On n’imagine jamais qu’on a dans son entourage une personne qui a été victime d’une agression sexuelle. Si j’ai pu cacher une affaire de viol dont on a parlé dans le monde entier, soyez sûres que tout le monde peut le cacher aussi.
Peut-on dire que la déclaration faite pendant l’affaire Stanford constitue une des étapes vers MeToo ?
Je crois qu’il y a eu tellement d’étapes — par exemple Anita Hill, c’en est une, et je n’étais même pas née. Quand j’ai entendu parler du victim impact statement, je ne savais même pas ce que ça existait, qu’il y avait une opportunité de fournir ce document au tribunal.
Alors en parler ouvertement, je crois que ça a aidé d’autres personnes, ça a montré qu’il y avait une place, même si elle est à peine atteignable, il y a de la place pour qu’on raconte notre souffrance, et qu’on exige qu’elle soit entendue.
Dans le livre, vous parlez aussi de la plaque installée dans le jardin du souvenir de l’université de Stanford où figure un extrait de votre déclaration, et du bras de fer avec l’administration du campus pour l’installer.
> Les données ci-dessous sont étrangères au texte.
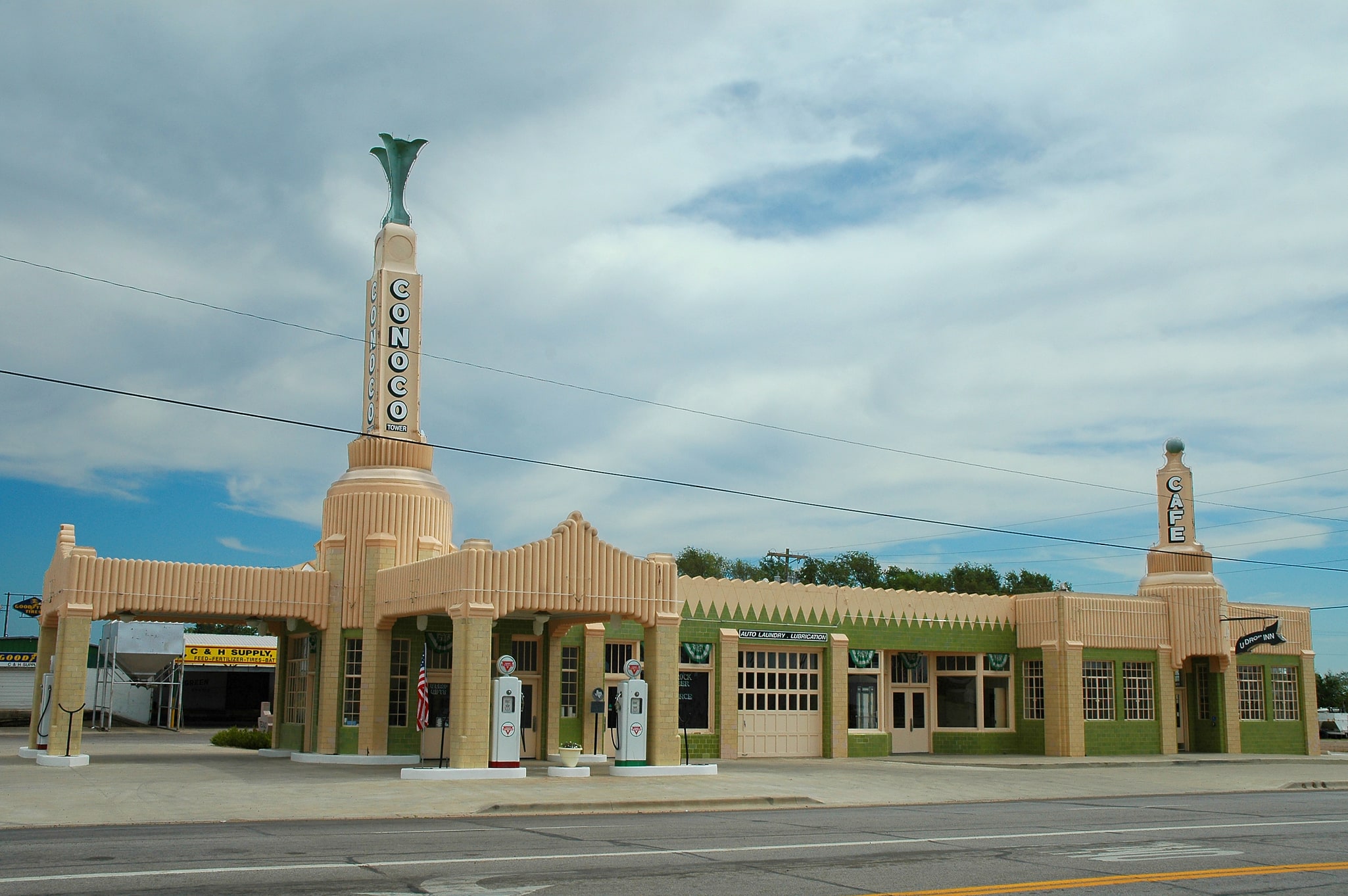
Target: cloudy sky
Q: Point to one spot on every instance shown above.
(932, 239)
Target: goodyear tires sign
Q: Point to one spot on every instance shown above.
(212, 655)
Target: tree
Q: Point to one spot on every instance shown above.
(1332, 692)
(910, 580)
(968, 578)
(1028, 582)
(220, 628)
(694, 561)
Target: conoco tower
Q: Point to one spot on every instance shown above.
(387, 508)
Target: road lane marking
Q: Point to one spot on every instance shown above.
(1149, 852)
(1110, 880)
(638, 853)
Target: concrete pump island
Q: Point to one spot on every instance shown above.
(571, 640)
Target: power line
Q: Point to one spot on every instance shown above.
(656, 480)
(666, 404)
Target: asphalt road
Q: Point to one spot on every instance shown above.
(1185, 844)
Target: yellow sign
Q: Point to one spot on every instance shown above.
(204, 655)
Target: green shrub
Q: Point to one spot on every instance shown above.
(241, 738)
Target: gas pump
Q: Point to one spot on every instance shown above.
(506, 707)
(631, 717)
(45, 713)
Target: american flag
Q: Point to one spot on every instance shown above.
(422, 697)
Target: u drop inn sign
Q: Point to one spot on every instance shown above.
(1263, 636)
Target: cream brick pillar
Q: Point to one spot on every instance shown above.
(553, 688)
(327, 721)
(729, 694)
(68, 686)
(46, 649)
(834, 726)
(594, 678)
(1231, 702)
(1167, 701)
(662, 747)
(1309, 712)
(278, 685)
(1064, 722)
(376, 643)
(471, 697)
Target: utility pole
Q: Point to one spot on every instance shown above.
(786, 555)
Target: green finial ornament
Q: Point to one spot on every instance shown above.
(397, 156)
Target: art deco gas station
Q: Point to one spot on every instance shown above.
(685, 670)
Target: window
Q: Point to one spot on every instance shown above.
(956, 699)
(440, 651)
(1032, 685)
(1097, 689)
(399, 674)
(779, 681)
(1285, 705)
(526, 655)
(297, 680)
(694, 686)
(351, 686)
(907, 669)
(616, 655)
(1200, 675)
(987, 686)
(1140, 701)
(1251, 692)
(571, 681)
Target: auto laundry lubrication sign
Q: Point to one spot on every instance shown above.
(216, 655)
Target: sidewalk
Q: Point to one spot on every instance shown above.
(149, 775)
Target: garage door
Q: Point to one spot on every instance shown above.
(779, 703)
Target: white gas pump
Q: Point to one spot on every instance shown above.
(631, 717)
(506, 707)
(45, 712)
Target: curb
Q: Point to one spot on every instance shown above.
(640, 806)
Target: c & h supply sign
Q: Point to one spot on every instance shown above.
(204, 655)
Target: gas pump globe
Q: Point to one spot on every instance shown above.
(631, 717)
(506, 709)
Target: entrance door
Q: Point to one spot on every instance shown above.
(529, 719)
(1181, 717)
(779, 703)
(910, 721)
(435, 736)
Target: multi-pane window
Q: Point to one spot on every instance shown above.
(1032, 685)
(1140, 699)
(571, 681)
(957, 697)
(526, 655)
(297, 680)
(863, 690)
(779, 681)
(351, 682)
(1251, 692)
(1285, 705)
(399, 675)
(907, 669)
(1097, 689)
(1203, 688)
(616, 655)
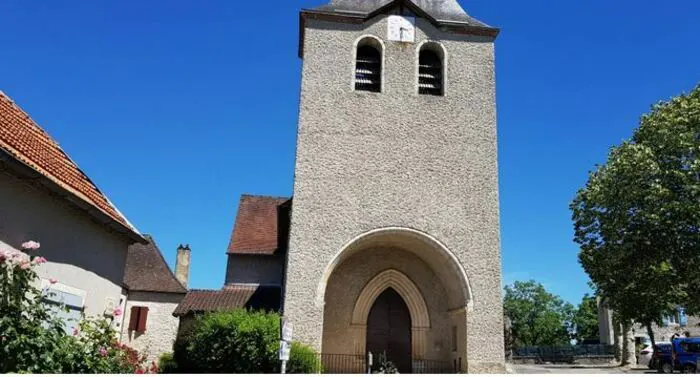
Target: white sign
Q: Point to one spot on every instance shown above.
(286, 330)
(402, 28)
(285, 350)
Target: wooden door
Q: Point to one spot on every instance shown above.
(389, 330)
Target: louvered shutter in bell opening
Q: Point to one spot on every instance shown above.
(430, 73)
(368, 69)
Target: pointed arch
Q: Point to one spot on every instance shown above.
(403, 286)
(443, 261)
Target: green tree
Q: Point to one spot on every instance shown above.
(538, 318)
(637, 220)
(586, 319)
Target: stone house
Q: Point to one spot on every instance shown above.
(45, 197)
(154, 292)
(100, 260)
(391, 242)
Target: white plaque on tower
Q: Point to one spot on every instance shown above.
(402, 28)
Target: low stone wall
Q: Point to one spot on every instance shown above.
(575, 360)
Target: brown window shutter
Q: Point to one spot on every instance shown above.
(143, 317)
(134, 318)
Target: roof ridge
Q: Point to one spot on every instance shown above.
(35, 127)
(162, 258)
(265, 196)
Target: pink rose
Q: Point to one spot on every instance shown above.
(31, 245)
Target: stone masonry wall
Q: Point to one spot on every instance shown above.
(397, 159)
(161, 326)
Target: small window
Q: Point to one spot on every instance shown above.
(66, 303)
(430, 72)
(368, 66)
(138, 318)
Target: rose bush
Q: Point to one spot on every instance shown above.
(33, 340)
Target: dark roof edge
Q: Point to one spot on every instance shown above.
(360, 17)
(162, 258)
(22, 170)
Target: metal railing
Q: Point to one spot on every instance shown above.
(357, 364)
(564, 353)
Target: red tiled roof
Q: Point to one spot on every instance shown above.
(259, 228)
(146, 270)
(231, 297)
(23, 139)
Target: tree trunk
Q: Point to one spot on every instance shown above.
(651, 335)
(617, 340)
(629, 351)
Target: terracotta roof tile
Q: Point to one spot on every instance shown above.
(231, 297)
(261, 227)
(146, 270)
(22, 138)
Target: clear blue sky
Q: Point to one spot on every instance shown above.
(176, 108)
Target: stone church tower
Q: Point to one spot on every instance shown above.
(394, 244)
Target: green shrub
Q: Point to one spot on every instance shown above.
(235, 341)
(303, 360)
(166, 363)
(239, 341)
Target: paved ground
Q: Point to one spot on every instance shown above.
(576, 369)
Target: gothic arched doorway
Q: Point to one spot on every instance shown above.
(389, 330)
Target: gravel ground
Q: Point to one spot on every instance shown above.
(576, 369)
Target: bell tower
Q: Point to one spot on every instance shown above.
(397, 157)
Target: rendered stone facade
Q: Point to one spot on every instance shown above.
(397, 181)
(83, 256)
(161, 326)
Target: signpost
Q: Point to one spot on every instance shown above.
(285, 343)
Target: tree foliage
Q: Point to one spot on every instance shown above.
(637, 220)
(585, 321)
(538, 318)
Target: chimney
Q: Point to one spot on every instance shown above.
(182, 264)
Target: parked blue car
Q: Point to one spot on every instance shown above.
(685, 359)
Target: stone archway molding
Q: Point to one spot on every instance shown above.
(403, 286)
(458, 271)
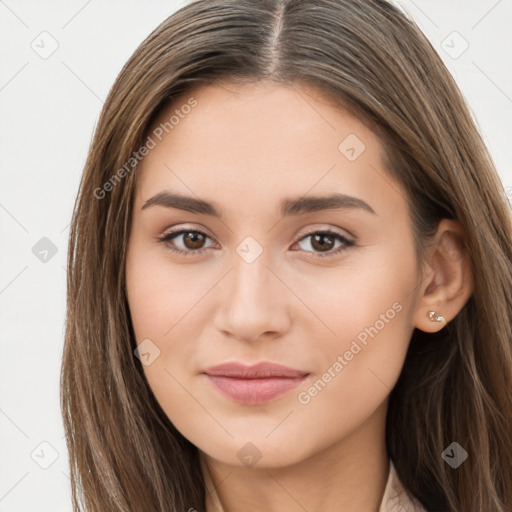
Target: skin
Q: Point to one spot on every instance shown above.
(244, 149)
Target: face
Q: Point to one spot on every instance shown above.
(253, 263)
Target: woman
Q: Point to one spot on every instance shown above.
(290, 274)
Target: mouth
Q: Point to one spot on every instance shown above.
(256, 384)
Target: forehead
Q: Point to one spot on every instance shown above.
(260, 140)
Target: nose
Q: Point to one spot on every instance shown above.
(255, 302)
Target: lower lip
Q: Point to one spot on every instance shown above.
(254, 391)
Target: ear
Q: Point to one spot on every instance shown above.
(447, 280)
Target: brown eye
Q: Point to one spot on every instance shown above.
(185, 241)
(193, 240)
(325, 242)
(322, 242)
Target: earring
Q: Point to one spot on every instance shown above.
(434, 317)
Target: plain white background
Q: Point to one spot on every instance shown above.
(49, 106)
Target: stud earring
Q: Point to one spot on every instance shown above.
(434, 317)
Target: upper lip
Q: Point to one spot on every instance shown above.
(260, 370)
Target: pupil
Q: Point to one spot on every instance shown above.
(320, 239)
(195, 238)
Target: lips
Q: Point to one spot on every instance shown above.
(256, 384)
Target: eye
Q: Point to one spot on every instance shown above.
(190, 240)
(324, 241)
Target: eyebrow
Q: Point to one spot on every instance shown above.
(294, 206)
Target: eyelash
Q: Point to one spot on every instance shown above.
(169, 236)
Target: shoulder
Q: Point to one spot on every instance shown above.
(395, 499)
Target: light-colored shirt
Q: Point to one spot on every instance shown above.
(394, 498)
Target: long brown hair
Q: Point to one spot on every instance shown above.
(455, 386)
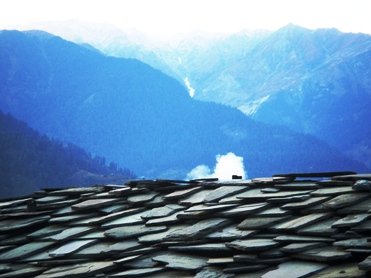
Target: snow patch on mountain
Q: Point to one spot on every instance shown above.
(190, 89)
(252, 107)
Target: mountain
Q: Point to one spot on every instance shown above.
(139, 117)
(30, 161)
(312, 81)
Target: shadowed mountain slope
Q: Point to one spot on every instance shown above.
(136, 115)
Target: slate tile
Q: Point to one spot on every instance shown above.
(122, 246)
(252, 223)
(123, 191)
(350, 270)
(252, 245)
(363, 227)
(354, 243)
(143, 261)
(195, 199)
(244, 268)
(97, 220)
(141, 198)
(290, 199)
(25, 250)
(230, 233)
(160, 236)
(359, 207)
(352, 177)
(95, 251)
(137, 272)
(345, 200)
(62, 220)
(206, 208)
(173, 273)
(55, 205)
(214, 272)
(296, 239)
(243, 210)
(17, 239)
(219, 248)
(127, 217)
(23, 271)
(141, 251)
(199, 229)
(93, 203)
(162, 211)
(350, 220)
(295, 269)
(223, 192)
(50, 199)
(273, 212)
(332, 191)
(17, 224)
(77, 191)
(233, 199)
(220, 261)
(365, 264)
(71, 233)
(297, 185)
(46, 231)
(88, 269)
(304, 204)
(256, 194)
(324, 254)
(195, 215)
(127, 259)
(71, 247)
(181, 261)
(321, 228)
(156, 202)
(118, 206)
(13, 203)
(132, 231)
(179, 194)
(300, 222)
(294, 248)
(171, 219)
Comment pouvons-vous, en tant qu’activistes, en tant que femmes, faire la différence, gérer l’épuisement face à la bureaucratie, et apprendre à prendre soin de nous-même ?
C’est une très bonne question.
Je me suis éloignée de ce combat, car parfois les gens nous prouvent qu’ils ne méritent pas notre temps et notre énergie, et je ne pouvais plus m’investir pour ce ridicule bout de métal. J’avais mon livre à écrire, d’autres batailles à mener, et puis des étudiants ont pris le relais et ont fait pression sur Stanford.
On s’épuise forcément car c’est toujours pénible et lent, c’est pourquoi on doit s’entraider, on doit avancer ensemble, on ne peut pas mener ce combat seule, c’est impossible.
Par rapport au mouvement MeToo, j’ai peut-être servi de catalyseur en étant anonyme : soudain toutes ces femmes partageaient leur histoire en étant visibles, alors que je me cachais. Les voir être visibles, ça m’a aidé à envisager de pouvoir moi-même faire la même chose.
Au moment où Christine Blasey Ford a témoigné [professeur de psychologie qui en 2018 a accusé d’agression sexuelle Brett Kavanaugh, candidat à la Cour suprême, ndlr], elle qui est de Palo Alto comme moi, j’ai assisté à la veillée pour la soutenir.
J’ai pleuré devant les panneaux et les klaxons dans toute la ville. Ça a été la première fois où je me suis dit que peut-être, si j’en parlais, on serait là pour moi aussi. Ça m’a préparé à montrer qui j’étais. C’est un cercle vertueux, on ne peut pas se cramer seule à chaque fois, c’est intenable.
On vous connait aussi pour vos illustrations, notamment les fresques que vous avez fait à Chinatown. C’est important pour vous de rendre l’art accessible à tous, de le faire venir au public ?
Pendant la pandémie, il y a eu une augmentation de la haine anti-asiatique.
C’était très bizarre car j’étais identifiée comme une survivante ces sept dernières années, ça m’a pris des années pour aller en thérapie et une année pour écrire la déclaration et quelques années de plus pour écrire ce livre.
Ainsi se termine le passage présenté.